The yen climbed versus a majority of its 16 major peers after economy minister Akira Amari said further losses in the currency would negatively affect the people, and the government’s job is to minimize that.
The yen retreated from near its weakest point in more than four years versus the dollar after Amari said Sunday there’s speculation the currency’s past strength has “been corrected a lot.”
Wagers that the dollar will gain against the euro and yen rose last week amid bets the Federal Reserve will signal a tapering of bond purchases. New Zealand’s dollar appreciated as its finance minister said home price gains will pressure the Reserve Bank to raise interest rates.
“The market has been spooked by official suggestions the bulk of the yen depreciation may be behind us,” said Mike Jones, a currency strategist at Bank of New Zealand in Wellington. “Speculative longs in U.S. dollars have crept up to extreme levels and the comments sparked a dash for the exit.” A long position is a bet a currency will rise.
At 5 p.m. in Tokyo, the dollar stood at ¥102.53-53. It touched 103.31 on Friday, the weakest since October 2008.
“It’s being said excessive yen gains have been corrected a lot,” Amari said on NHK. “If the yen extends losses a lot, people’s lives will be negatively affected.
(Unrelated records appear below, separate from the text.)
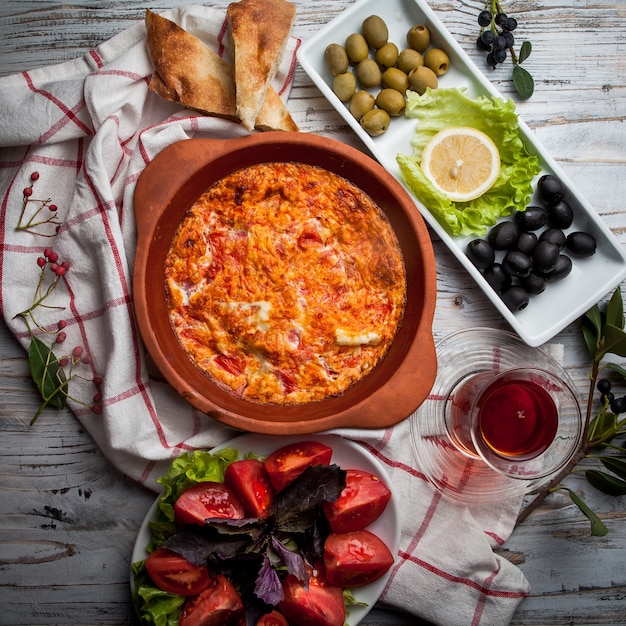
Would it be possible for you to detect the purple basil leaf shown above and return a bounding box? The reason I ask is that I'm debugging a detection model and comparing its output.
[272,465,346,533]
[272,537,309,582]
[163,527,250,565]
[254,557,285,606]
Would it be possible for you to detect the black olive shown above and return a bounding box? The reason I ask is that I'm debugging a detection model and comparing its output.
[532,239,559,274]
[565,231,596,257]
[548,199,574,228]
[501,285,530,312]
[516,233,538,256]
[539,228,565,250]
[539,254,572,283]
[515,206,548,231]
[520,272,546,296]
[502,250,533,276]
[465,239,496,270]
[487,222,519,250]
[537,174,565,204]
[483,263,511,293]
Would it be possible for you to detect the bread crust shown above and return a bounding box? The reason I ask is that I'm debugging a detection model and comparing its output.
[146,10,237,119]
[145,9,298,131]
[227,0,296,130]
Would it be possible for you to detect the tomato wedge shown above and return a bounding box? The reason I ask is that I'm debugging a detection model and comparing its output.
[146,548,211,596]
[174,481,246,526]
[264,441,333,491]
[224,459,275,517]
[178,574,245,626]
[322,469,391,533]
[324,530,393,587]
[256,610,289,626]
[278,574,346,626]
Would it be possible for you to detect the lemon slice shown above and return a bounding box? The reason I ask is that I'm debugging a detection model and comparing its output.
[422,126,500,202]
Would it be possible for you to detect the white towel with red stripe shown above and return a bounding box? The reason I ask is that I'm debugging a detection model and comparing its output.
[0,7,529,626]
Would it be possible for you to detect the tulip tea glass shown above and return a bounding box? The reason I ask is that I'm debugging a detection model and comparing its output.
[411,329,583,503]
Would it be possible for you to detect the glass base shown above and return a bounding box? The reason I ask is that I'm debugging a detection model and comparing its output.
[410,328,582,504]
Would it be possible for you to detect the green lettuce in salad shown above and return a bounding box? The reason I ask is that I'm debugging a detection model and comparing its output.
[132,448,346,626]
[396,88,541,236]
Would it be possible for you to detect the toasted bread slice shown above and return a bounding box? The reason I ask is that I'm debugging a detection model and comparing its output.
[227,0,296,130]
[146,10,237,119]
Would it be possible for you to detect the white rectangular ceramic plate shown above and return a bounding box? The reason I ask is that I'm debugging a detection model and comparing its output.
[298,0,626,346]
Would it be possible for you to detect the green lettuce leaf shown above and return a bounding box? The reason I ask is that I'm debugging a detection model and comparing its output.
[132,561,186,626]
[396,89,541,236]
[158,448,239,522]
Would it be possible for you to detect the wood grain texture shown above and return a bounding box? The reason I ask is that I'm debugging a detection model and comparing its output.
[0,0,626,626]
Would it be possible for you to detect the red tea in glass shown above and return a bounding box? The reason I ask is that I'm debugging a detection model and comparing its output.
[474,372,559,460]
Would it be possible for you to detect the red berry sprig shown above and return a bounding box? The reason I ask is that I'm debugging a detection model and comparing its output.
[16,172,61,237]
[16,248,102,424]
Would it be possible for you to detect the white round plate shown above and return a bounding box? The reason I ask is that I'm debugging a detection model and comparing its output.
[130,434,400,626]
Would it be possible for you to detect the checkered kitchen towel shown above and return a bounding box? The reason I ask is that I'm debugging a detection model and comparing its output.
[0,7,529,626]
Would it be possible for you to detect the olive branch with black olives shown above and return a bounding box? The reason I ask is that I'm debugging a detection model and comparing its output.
[516,287,626,537]
[476,0,535,99]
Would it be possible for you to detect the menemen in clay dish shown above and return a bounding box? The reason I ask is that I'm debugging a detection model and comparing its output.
[165,162,406,405]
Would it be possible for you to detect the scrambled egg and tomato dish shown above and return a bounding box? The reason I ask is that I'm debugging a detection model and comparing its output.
[165,163,406,405]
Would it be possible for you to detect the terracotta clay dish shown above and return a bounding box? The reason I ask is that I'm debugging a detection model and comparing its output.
[133,131,437,435]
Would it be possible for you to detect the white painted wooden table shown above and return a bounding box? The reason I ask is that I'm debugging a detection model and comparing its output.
[0,0,626,626]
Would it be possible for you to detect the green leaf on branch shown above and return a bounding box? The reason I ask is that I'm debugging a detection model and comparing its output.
[600,456,626,480]
[606,287,624,330]
[517,41,533,63]
[582,304,602,358]
[28,337,68,409]
[513,65,535,99]
[585,470,626,496]
[604,363,626,380]
[563,487,609,537]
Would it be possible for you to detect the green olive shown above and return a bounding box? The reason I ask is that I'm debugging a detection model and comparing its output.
[409,65,439,96]
[346,33,369,63]
[376,88,406,117]
[324,43,349,76]
[359,109,391,137]
[424,48,450,76]
[350,89,374,120]
[362,15,389,50]
[406,24,430,52]
[398,48,424,74]
[375,41,398,69]
[356,59,382,89]
[383,67,409,93]
[333,72,356,102]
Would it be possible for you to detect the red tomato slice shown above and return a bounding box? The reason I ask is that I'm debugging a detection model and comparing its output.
[224,459,275,517]
[146,548,211,596]
[178,574,245,626]
[265,441,333,491]
[324,530,393,587]
[174,482,246,526]
[322,470,391,533]
[278,574,346,626]
[256,610,289,626]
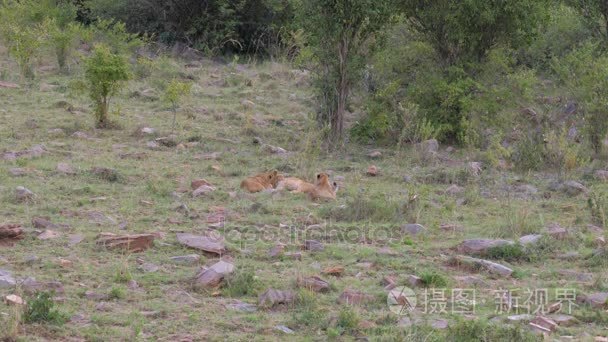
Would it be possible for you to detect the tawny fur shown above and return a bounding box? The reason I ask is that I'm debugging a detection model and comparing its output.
[241,170,279,192]
[308,173,337,201]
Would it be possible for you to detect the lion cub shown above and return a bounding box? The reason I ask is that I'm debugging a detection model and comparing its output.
[308,173,338,201]
[241,170,279,192]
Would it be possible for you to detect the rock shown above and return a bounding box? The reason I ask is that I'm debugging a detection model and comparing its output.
[21,277,65,294]
[68,234,84,246]
[454,275,488,287]
[263,144,287,154]
[519,234,543,246]
[72,131,89,140]
[562,180,588,196]
[304,240,325,252]
[171,254,201,265]
[457,239,514,254]
[192,185,215,198]
[577,292,608,309]
[298,276,329,292]
[323,266,344,276]
[454,255,513,277]
[366,165,379,177]
[469,162,482,177]
[529,316,557,332]
[0,81,21,89]
[0,268,17,289]
[258,288,296,307]
[367,151,382,159]
[91,166,120,182]
[227,301,258,313]
[38,229,61,240]
[547,224,568,240]
[549,314,578,327]
[407,274,424,287]
[4,295,25,305]
[15,186,36,202]
[190,178,212,190]
[177,233,226,255]
[274,325,294,335]
[338,289,375,305]
[268,244,285,258]
[444,184,464,196]
[97,233,154,253]
[57,163,76,176]
[401,223,426,235]
[420,139,439,153]
[507,314,534,322]
[429,319,449,330]
[0,224,25,243]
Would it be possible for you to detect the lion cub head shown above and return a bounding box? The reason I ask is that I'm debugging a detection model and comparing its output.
[309,172,337,200]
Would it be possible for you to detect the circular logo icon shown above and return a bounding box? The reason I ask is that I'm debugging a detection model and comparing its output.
[386,286,417,315]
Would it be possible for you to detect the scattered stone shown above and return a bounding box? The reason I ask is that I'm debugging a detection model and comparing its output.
[262,144,287,154]
[366,165,378,177]
[298,276,329,292]
[97,233,154,253]
[177,233,226,255]
[338,289,375,305]
[38,229,61,240]
[258,288,295,307]
[227,301,258,313]
[15,186,36,202]
[84,291,110,301]
[268,244,285,258]
[457,239,514,254]
[0,268,17,289]
[72,131,89,140]
[593,170,608,181]
[577,292,608,309]
[530,316,557,332]
[547,224,568,240]
[0,224,25,243]
[401,223,426,235]
[445,184,464,196]
[549,314,578,327]
[68,234,84,246]
[454,255,513,277]
[274,325,294,335]
[57,163,76,176]
[304,240,325,252]
[139,262,160,273]
[4,294,25,305]
[171,254,201,265]
[0,81,21,89]
[519,234,543,246]
[323,266,344,276]
[192,185,215,198]
[367,151,382,159]
[562,180,588,197]
[190,178,212,190]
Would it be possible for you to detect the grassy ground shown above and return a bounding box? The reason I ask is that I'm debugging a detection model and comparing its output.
[0,51,608,341]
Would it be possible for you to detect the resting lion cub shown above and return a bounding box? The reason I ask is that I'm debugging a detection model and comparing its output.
[308,173,338,201]
[241,170,279,192]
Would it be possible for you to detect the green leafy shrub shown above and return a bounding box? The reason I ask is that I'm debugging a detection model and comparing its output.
[85,45,131,128]
[24,292,68,325]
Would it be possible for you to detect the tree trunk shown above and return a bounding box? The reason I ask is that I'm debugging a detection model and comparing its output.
[330,37,349,143]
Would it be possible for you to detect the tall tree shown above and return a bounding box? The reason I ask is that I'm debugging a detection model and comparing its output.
[299,0,394,143]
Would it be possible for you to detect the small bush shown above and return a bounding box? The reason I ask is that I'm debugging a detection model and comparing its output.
[420,271,448,288]
[24,292,68,325]
[85,45,131,128]
[484,244,530,261]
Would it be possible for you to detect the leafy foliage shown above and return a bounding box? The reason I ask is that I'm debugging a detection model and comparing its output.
[85,44,131,127]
It’s our job to minimize that.”
The yen has dropped 20 percent over the past six months, the worst performance among 10 developed nation currencies tracked by Bloomberg Correlation Weighted Indexes. The dollar has gained 3.5 percent and the euro is up 3.8 percent.
More than once, Japanese officials have cautioned against the yen weakening too much, said Rajeev De Mello, who manages more than $8 billion as the Singapore-based head of Asian fixed-income assets at Schroder Investment Management Ltd. “I’m starting to take it a little more seriously,” he said.